V17 Intersect Faces (with Selection) defect

Intersecting 2 orthogonal faces should be simple and foolproof, right? - so how does an Intersect Faces with Selection result in the corruption of both faces by the creation of many spurious lines of triangulation - insidiously hidden by SketchUp unless you happen to have View Hidden Geometry active!..

I attach a model of this geometry so that this serious defect can be reproduced and promptly addressed…
V17 Face intersect defect.skp (18.7 KB)

Your face isn’t coplanar, so it’s not SketchUps fault…

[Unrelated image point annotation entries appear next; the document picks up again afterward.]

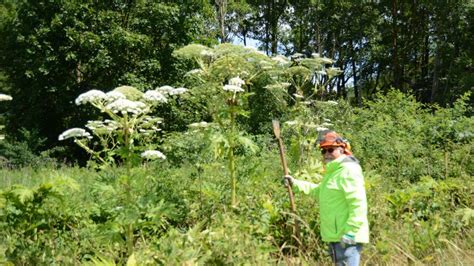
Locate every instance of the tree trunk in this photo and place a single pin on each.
(221, 13)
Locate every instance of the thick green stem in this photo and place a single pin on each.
(231, 157)
(127, 186)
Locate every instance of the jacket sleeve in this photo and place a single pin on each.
(352, 183)
(306, 188)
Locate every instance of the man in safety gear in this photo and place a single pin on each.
(342, 199)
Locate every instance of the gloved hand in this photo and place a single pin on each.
(287, 180)
(348, 239)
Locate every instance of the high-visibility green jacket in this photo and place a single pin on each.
(342, 200)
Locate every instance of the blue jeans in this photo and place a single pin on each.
(345, 255)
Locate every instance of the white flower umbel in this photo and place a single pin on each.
(202, 124)
(153, 155)
(125, 106)
(195, 72)
(165, 90)
(4, 97)
(114, 95)
(236, 81)
(298, 96)
(178, 91)
(75, 133)
(91, 96)
(281, 59)
(155, 97)
(233, 88)
(207, 53)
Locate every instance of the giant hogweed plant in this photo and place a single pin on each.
(269, 82)
(309, 78)
(128, 133)
(224, 135)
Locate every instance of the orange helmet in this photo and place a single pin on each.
(332, 139)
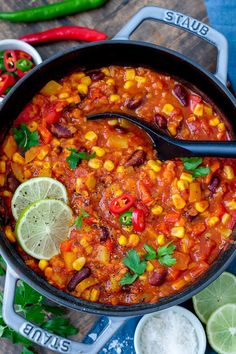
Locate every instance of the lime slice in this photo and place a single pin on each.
(221, 329)
(42, 227)
(35, 189)
(222, 291)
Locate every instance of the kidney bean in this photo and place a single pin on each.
(134, 103)
(96, 75)
(60, 131)
(157, 277)
(78, 277)
(181, 94)
(214, 183)
(104, 233)
(136, 159)
(160, 120)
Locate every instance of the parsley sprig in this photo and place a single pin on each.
(163, 254)
(24, 138)
(76, 156)
(79, 221)
(32, 306)
(192, 164)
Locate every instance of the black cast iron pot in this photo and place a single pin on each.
(119, 51)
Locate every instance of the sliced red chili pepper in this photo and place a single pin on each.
(5, 82)
(10, 60)
(122, 203)
(138, 220)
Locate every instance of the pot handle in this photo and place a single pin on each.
(186, 23)
(43, 337)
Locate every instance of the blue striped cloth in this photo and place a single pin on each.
(222, 16)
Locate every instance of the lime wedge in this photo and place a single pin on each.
(35, 189)
(42, 227)
(222, 291)
(221, 329)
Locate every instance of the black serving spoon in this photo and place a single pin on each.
(169, 148)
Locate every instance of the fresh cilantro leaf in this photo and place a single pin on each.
(167, 260)
(24, 138)
(201, 171)
(60, 326)
(76, 156)
(79, 221)
(151, 252)
(128, 279)
(190, 163)
(133, 262)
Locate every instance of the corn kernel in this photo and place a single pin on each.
(91, 136)
(213, 221)
(109, 165)
(157, 210)
(7, 194)
(231, 205)
(2, 180)
(225, 218)
(128, 84)
(198, 110)
(168, 108)
(79, 263)
(133, 240)
(149, 267)
(221, 127)
(182, 185)
(86, 80)
(161, 240)
(130, 74)
(95, 163)
(186, 177)
(214, 121)
(178, 231)
(99, 151)
(94, 296)
(228, 172)
(32, 126)
(83, 89)
(122, 240)
(201, 206)
(10, 234)
(120, 169)
(43, 264)
(18, 158)
(2, 166)
(140, 79)
(178, 201)
(114, 98)
(110, 81)
(154, 165)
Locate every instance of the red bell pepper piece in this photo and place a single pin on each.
(6, 81)
(121, 204)
(10, 60)
(138, 220)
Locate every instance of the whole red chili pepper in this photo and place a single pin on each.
(65, 32)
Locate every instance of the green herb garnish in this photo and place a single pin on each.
(192, 164)
(76, 156)
(24, 138)
(79, 221)
(133, 262)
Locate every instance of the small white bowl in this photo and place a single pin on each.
(200, 333)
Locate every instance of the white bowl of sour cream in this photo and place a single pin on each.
(172, 331)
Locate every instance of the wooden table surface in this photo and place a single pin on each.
(110, 18)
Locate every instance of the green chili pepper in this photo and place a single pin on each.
(24, 64)
(126, 218)
(51, 11)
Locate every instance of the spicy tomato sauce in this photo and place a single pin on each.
(193, 215)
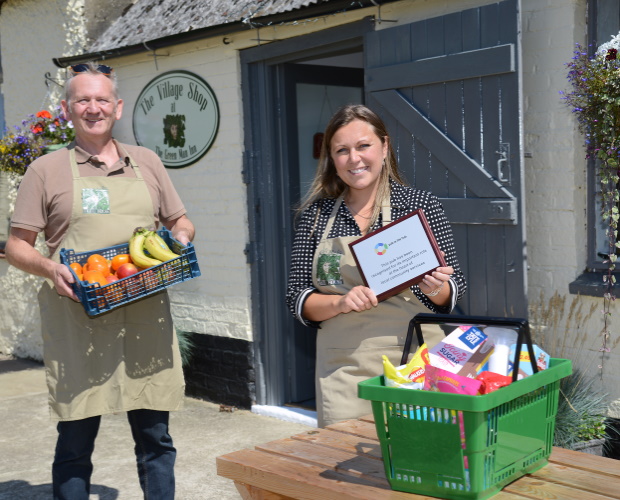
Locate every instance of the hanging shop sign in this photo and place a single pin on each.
(177, 116)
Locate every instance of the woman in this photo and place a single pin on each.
(357, 189)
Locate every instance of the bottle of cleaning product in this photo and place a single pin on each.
(502, 339)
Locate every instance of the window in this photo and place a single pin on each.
(604, 22)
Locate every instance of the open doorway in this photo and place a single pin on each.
(290, 91)
(316, 89)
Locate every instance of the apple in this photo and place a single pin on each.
(126, 270)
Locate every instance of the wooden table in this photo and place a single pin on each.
(343, 462)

An admirable sentiment, but…
I assume you mean planar (or that the vertices are not co-planar), and you mean both faces since they were both corrupted…
Both faces were created using SketchUp functions, and were accepted and stored by SketchUp as planar faces. In fact, if you delete all of the invisible lines, SketchUp will typically still present both faces as planar.
You are indicating that the one face has vertices out of plane by 10,000ths of a millimetre!..
In the real world, I’m not sure that anything can even be manufactured to such a tolerance (so it seems sufficient to me), but, if you could perhaps explain how I instruct SketchUp to model even more accurately and consistently, I will of course be able to do likewise.
Until then, this is a SketchUp defect, requiring the attention of the SketchUp developers.

It’s odd that “Intersect with Model” produces a better result than “Intersect with Selection.”

  • always pay attention to the great inference system
  • don’t use length snapping if you don’t really need to
  • don’t assume a planar face if it isn’t

How and with which functions did you create those faces`?